As of 2024, HPV vaccination has been introduced in over 140 countries. However, coverage remains deeply unequal. High-income countries have achieved coverage rates of 70-90% among target populations, while many low-income countries have coverage below 10%. GAVI, the Vaccine Alliance, and UNICEF are working to increase access through subsidized pricing and delivery programs. A single-dose HPV vaccine schedule, now recommended by the WHO, could dramatically simplify rollout in resource-limited settings.[1,2]

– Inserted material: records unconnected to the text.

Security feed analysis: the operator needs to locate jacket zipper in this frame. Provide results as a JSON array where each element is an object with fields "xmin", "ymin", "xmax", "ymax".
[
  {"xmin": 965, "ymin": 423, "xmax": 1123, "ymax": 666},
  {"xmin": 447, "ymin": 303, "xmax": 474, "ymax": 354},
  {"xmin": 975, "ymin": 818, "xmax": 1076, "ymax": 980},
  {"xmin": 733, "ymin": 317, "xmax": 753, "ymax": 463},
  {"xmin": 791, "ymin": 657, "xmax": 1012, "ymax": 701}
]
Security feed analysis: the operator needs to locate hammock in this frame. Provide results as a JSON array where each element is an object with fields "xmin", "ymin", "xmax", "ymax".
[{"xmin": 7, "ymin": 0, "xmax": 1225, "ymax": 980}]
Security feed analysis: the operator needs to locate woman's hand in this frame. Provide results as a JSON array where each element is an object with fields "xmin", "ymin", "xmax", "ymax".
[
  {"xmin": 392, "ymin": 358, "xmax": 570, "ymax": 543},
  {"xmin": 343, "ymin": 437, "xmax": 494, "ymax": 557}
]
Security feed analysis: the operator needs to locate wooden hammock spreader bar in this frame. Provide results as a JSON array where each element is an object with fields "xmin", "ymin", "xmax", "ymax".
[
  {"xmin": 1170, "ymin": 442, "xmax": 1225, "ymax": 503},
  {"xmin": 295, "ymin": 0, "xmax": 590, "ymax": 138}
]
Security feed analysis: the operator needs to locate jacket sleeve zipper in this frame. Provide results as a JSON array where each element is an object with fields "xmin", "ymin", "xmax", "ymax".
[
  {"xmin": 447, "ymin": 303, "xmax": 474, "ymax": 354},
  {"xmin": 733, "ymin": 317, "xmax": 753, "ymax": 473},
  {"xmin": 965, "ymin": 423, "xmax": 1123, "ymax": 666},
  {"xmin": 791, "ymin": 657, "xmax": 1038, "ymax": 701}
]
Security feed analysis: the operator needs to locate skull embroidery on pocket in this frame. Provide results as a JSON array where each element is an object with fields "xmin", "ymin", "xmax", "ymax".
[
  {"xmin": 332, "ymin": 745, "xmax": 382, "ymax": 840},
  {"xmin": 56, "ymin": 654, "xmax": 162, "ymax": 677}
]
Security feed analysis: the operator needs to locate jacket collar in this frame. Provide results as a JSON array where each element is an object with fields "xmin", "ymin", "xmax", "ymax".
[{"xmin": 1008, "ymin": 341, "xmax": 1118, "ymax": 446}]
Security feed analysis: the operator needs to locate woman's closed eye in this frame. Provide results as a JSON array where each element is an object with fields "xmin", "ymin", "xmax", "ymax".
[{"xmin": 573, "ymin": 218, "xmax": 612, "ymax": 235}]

Questions to Ask Your Doctor

Copy these questions and bring them to your appointment. You have the right to understand your diagnosis, treatment, and options.

At Diagnosis

What type and stage of cervical cancer do I have?
Has the cancer spread beyond the cervix? What did the imaging show?
Are there any additional tests needed before treatment can begin?
Should I get a second opinion before starting treatment?
Is my case being reviewed by a multidisciplinary tumor board?

About Treatment

What are my treatment options, and what do you recommend and why?
What are the expected side effects, and how will they be managed?
How long will treatment take, and what is the full treatment schedule?
Is brachytherapy included in my radiation plan? (It is critical and should not be omitted.)
Are there clinical trials I should consider for my situation?

About Fertility

Will my treatment affect my ability to have children?
Am I a candidate for fertility-sparing surgery (trachelectomy)?
Can I freeze eggs or embryos before treatment starts? How quickly can this happen?
Is ovarian transposition an option for me if I need pelvic radiation?
Can you refer me to a reproductive endocrinologist right away?

About Follow-Up

What is the follow-up schedule after treatment? How often will I need exams?
What symptoms should I watch for that might indicate recurrence?
What support is available for managing long-term side effects (lymphedema, sexual health, menopausal symptoms)?
Should I use vaginal dilators after radiation? When should I start?
Can you refer me to a psycho-oncologist or support group?

Sources & References

Every claim on this page is supported by clinical guidelines and peer-reviewed research. Below are the primary sources used.

  1. World Health Organization. "Global Strategy to Accelerate the Elimination of Cervical Cancer as a Public Health Problem." WHO, 2020. who.int
  2. World Health Organization. "Cervical Cancer Fact Sheet." WHO, 2024. who.int
  3. American Cancer Society. "Cervical Cancer." Cancer.org, 2024. cancer.org
  4. National Cancer Institute. "Cervical Cancer Treatment (PDQ) — Health Professional Version." Cancer.gov, 2024. cancer.gov
  5. National Comprehensive Cancer Network (NCCN). "NCCN Clinical Practice Guidelines in Oncology: Cervical Cancer." NCCN.org, 2024. nccn.org
  6. Cohen PA, Jhingran A, Oaknin A, Denny L. "Cervical cancer." The Lancet. 2019;393(10167):169-182. doi:10.1016/S0140-6736(18)32470-X. The Lancet
  7. Arbyn M, Weiderpass E, Bruni L, et al. "Estimates of incidence and mortality of cervical cancer in 2018: a worldwide analysis." The Lancet Global Health. 2020;8(2):e191-e203. doi:10.1016/S2214-109X(19)30482-6. The Lancet Global Health

Last reviewed: January 2025. This page is regularly reviewed and updated as new evidence emerges. StopMyCancer does not provide medical advice. Always consult your healthcare team for decisions about your care.